Alma suja. Pés descalços. Cheiro de chuva. Porta destrancada. E finalmente compreendo que somos sozinhos, como alguém que leva uma facada de si mesmo.
A chuva que cai do lado de fora e respinga pela porta em meus pés e pernas me lembra de uma cena infantil.
Éramos dois corpos sentados a beira do mar, eu permanecia com meus olhos fechados para aproveitar a brisa gélida que me tocava o rosto, mas a outra tinha os olhos fixos no horizonte, como se, de repente, fosse desabar em lágrimas tão salgadas quanto as águas que batiam suavemente por nossos descalços pés em contato com a areia quente; e eram nesses momentos que eu sabia que os seus pensamentos estavam em algo que se encontrava entre o filosófico e o deprimente, era como um dejavu.
Sem mais nem menos, seus olhos baixaram para fixar nas mãos que agora estavam em seu colo, e a única coisa que consegui ouvir foram seus soluços secos. Mal sabia eu que isso se tornaria um hábito meu após a sua partida. Foi quando, como se fosse sufocar se não dissesse nada, que ouvi a frase que hoje se encaixa tão bem na minha humilhante e insignificante vida; quando, quase como num sussurro, ouvi: “No fim, não temos ninguém. Temos a nós, mas muitas vezes não queremos nos ter. E quando eu me for, sei que estará oca e só, sem ninguém que cuide de você, e espero que sobreviva ao vazio que afoga aos poucos”.
No fim, não temos ninguém. Não temos pai, não temos mãe, não temos avós, não temos amantes, não temos almas gêmeas, não temos amigos, não temos divindades; simplesmente, não temos ninguém. E nos tornamos seres irremediavelmente ocos e solitários, num universo de tanto barulho e agitação, onde alguns se encontram e ficam, outros se encontram e se destroem, outros até se amam e vão embora.
Que direi, pois, se tenho a mim mesmo, ainda que não me queira?
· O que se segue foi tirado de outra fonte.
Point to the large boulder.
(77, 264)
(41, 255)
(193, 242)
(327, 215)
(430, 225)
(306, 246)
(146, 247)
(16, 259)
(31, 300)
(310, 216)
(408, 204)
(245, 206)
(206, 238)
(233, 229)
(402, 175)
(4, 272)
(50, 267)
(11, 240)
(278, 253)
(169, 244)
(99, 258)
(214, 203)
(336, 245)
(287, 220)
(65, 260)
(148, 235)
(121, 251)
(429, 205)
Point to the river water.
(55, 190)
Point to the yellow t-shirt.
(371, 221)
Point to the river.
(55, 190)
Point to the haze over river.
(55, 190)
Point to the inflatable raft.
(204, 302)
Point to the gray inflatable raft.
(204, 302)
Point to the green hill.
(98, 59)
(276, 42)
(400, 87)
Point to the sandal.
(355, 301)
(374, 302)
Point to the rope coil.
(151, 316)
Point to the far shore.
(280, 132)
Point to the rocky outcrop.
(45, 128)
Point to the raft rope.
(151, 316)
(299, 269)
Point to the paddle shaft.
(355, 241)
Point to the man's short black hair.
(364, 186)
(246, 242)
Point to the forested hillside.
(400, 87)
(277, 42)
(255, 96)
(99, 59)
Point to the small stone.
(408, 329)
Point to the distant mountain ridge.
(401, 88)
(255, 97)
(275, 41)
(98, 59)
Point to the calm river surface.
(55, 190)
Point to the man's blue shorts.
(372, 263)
Um ciclo eterno de bem-me-quero, mal-me-quero, onde a última pétala continua sendo um pedaço do meu âmago jogado ao vento, como se não tivesse valor algum. E será que tenho? Será que tenho algum valor para qualquer ser do universo, ou será que sou só mais um fazendo número?
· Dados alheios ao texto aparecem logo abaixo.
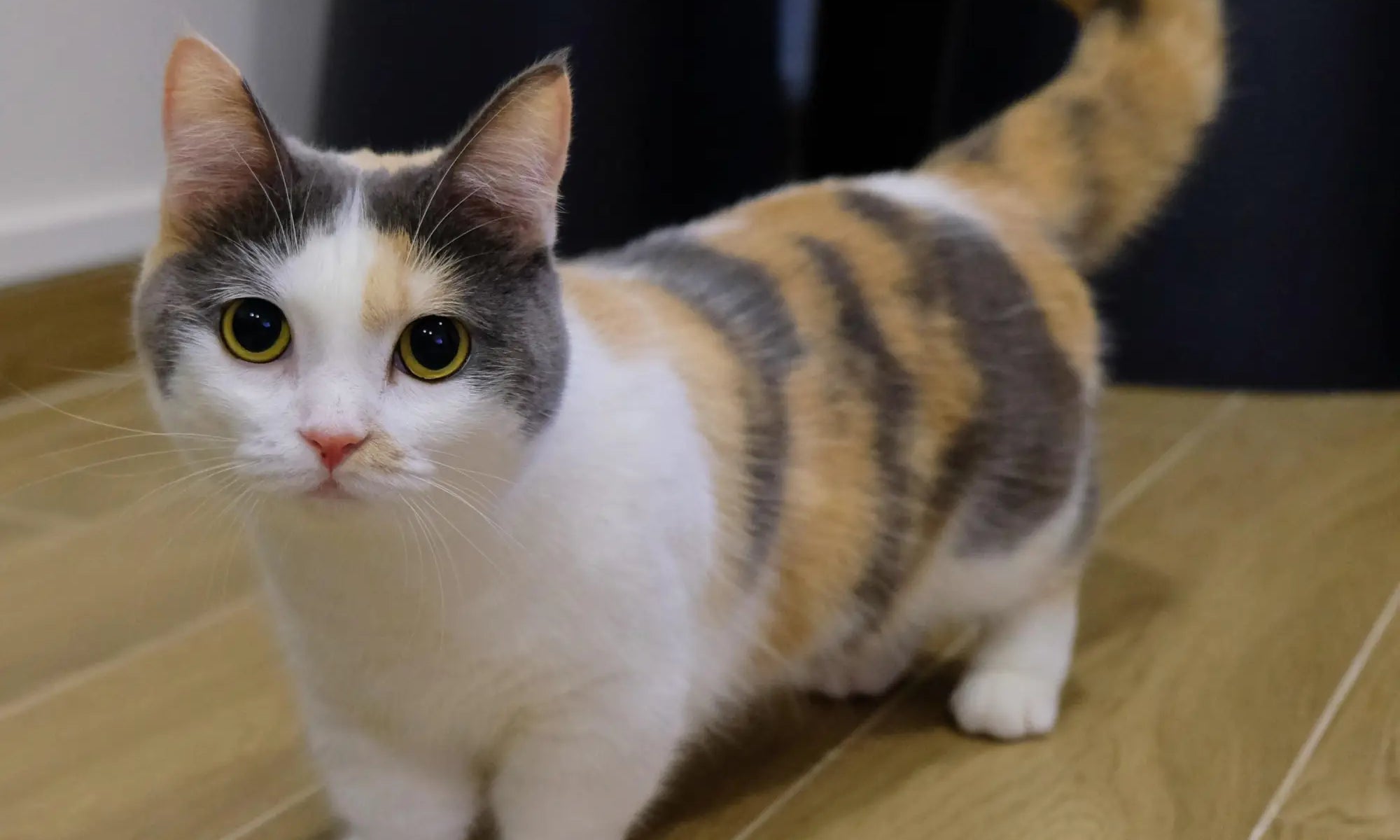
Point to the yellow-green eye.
(435, 348)
(255, 331)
Sinceramente, não sei. Nem ao menos sei como sair do meio de uma solidão que me agarra o pescoço com suas mãos grossas e firmes, e cada vez aperta mais a minha garganta, ao ponto de estar a beira da morte. E não sinto como se isso fosse ruim. A morte. Pois não foi para isso que nascemos? É o nosso fim de qualquer forma. Talvez ela seja a única que almeja nossa presença como seres únicos e importantes. Eventualmente, tenham algumas pessoas que chorem, que gritem, que desmaiem, que lamentem, que pranteiem, que sofram diante de um corpo deitado dentro de uma caixa, somente esperando uma despedida que nunca receberá realmente; mas por que não o fazem enquanto estamos vivos? Porque vivos somos tão sozinhos e mortos tão lembrados? O ser humano é incompreensível.
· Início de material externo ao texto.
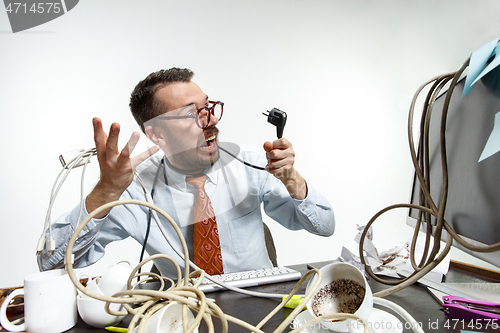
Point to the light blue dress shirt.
(236, 192)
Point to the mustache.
(208, 132)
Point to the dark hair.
(143, 103)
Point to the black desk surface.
(414, 299)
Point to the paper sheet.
(478, 62)
(493, 144)
(389, 262)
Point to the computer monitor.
(473, 204)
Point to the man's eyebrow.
(192, 103)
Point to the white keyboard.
(251, 278)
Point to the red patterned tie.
(206, 245)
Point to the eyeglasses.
(201, 115)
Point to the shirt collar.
(178, 180)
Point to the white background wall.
(344, 71)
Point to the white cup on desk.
(49, 303)
(343, 289)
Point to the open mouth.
(210, 144)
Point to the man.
(178, 117)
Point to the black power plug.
(278, 119)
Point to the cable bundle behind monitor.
(427, 205)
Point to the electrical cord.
(147, 302)
(427, 207)
(240, 160)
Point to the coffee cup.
(343, 289)
(49, 303)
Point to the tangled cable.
(427, 207)
(147, 302)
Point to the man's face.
(187, 146)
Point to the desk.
(414, 299)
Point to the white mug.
(168, 320)
(334, 272)
(49, 303)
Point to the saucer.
(379, 322)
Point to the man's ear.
(155, 136)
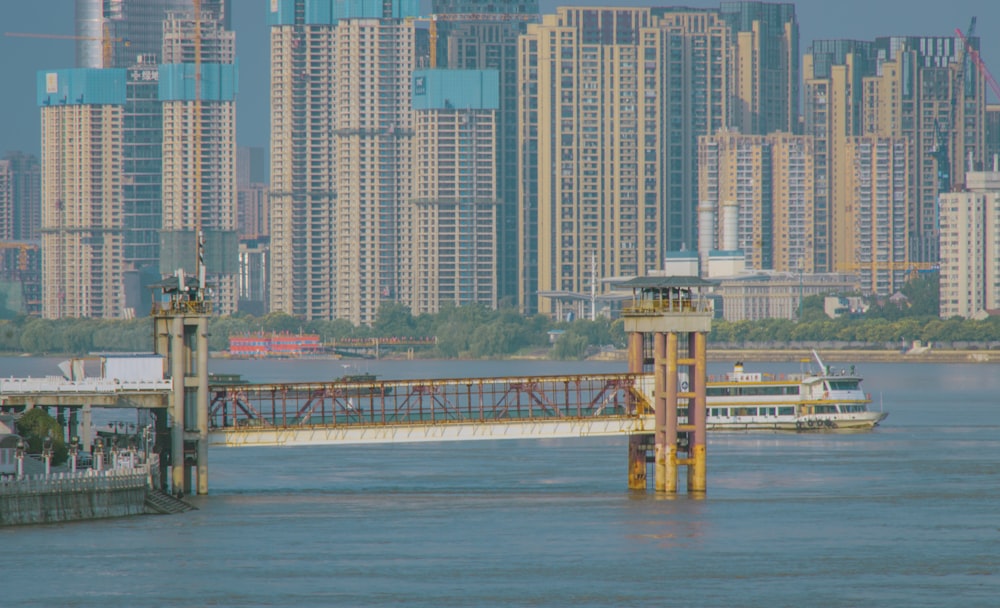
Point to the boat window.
(843, 385)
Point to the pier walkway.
(427, 410)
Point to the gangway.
(427, 410)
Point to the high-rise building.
(697, 77)
(925, 91)
(593, 189)
(20, 197)
(970, 247)
(142, 191)
(113, 33)
(82, 123)
(197, 89)
(991, 134)
(832, 76)
(482, 35)
(766, 66)
(870, 227)
(341, 155)
(768, 181)
(454, 188)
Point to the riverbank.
(851, 356)
(834, 355)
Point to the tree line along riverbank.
(477, 332)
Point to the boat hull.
(814, 424)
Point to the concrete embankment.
(70, 497)
(834, 355)
(858, 356)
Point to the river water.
(906, 515)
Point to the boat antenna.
(822, 367)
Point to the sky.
(22, 58)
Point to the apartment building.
(832, 77)
(871, 219)
(768, 182)
(81, 176)
(197, 90)
(924, 92)
(341, 157)
(970, 247)
(455, 207)
(482, 35)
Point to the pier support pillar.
(86, 428)
(697, 414)
(202, 406)
(664, 311)
(180, 315)
(638, 446)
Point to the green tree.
(34, 426)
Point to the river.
(906, 515)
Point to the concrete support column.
(177, 355)
(637, 462)
(202, 355)
(697, 415)
(660, 410)
(667, 439)
(86, 428)
(635, 358)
Tentamos, tentamos e tentamos, sem realmente ter um propósito de tentativa. No fim, como ela me disse, tentamos sobreviver ao vazio que nos sufoca, que nos afoga, que nos amarra, que nos rasga, simplesmente porque ainda temos esperança. Mas esperança de quê, afinal? Visto que, nos agarramos a uma falsa esperança de não estarmos mais só, de termos alguém que nos cuide e socorra quando precisarmos, de alguém que se lance a deriva para nos salvar, de termos uma importância para alguém que seja, quando na verdade não há esperança, quando na verdade não há solução, não há cura.
Fomos feitos solitários. Viemos a esse mundo sem nada, nem ninguém, e assim sairemos dele. A questão é sobre quanto tempo suportamos respirar debaixo d’água sem saber nadar.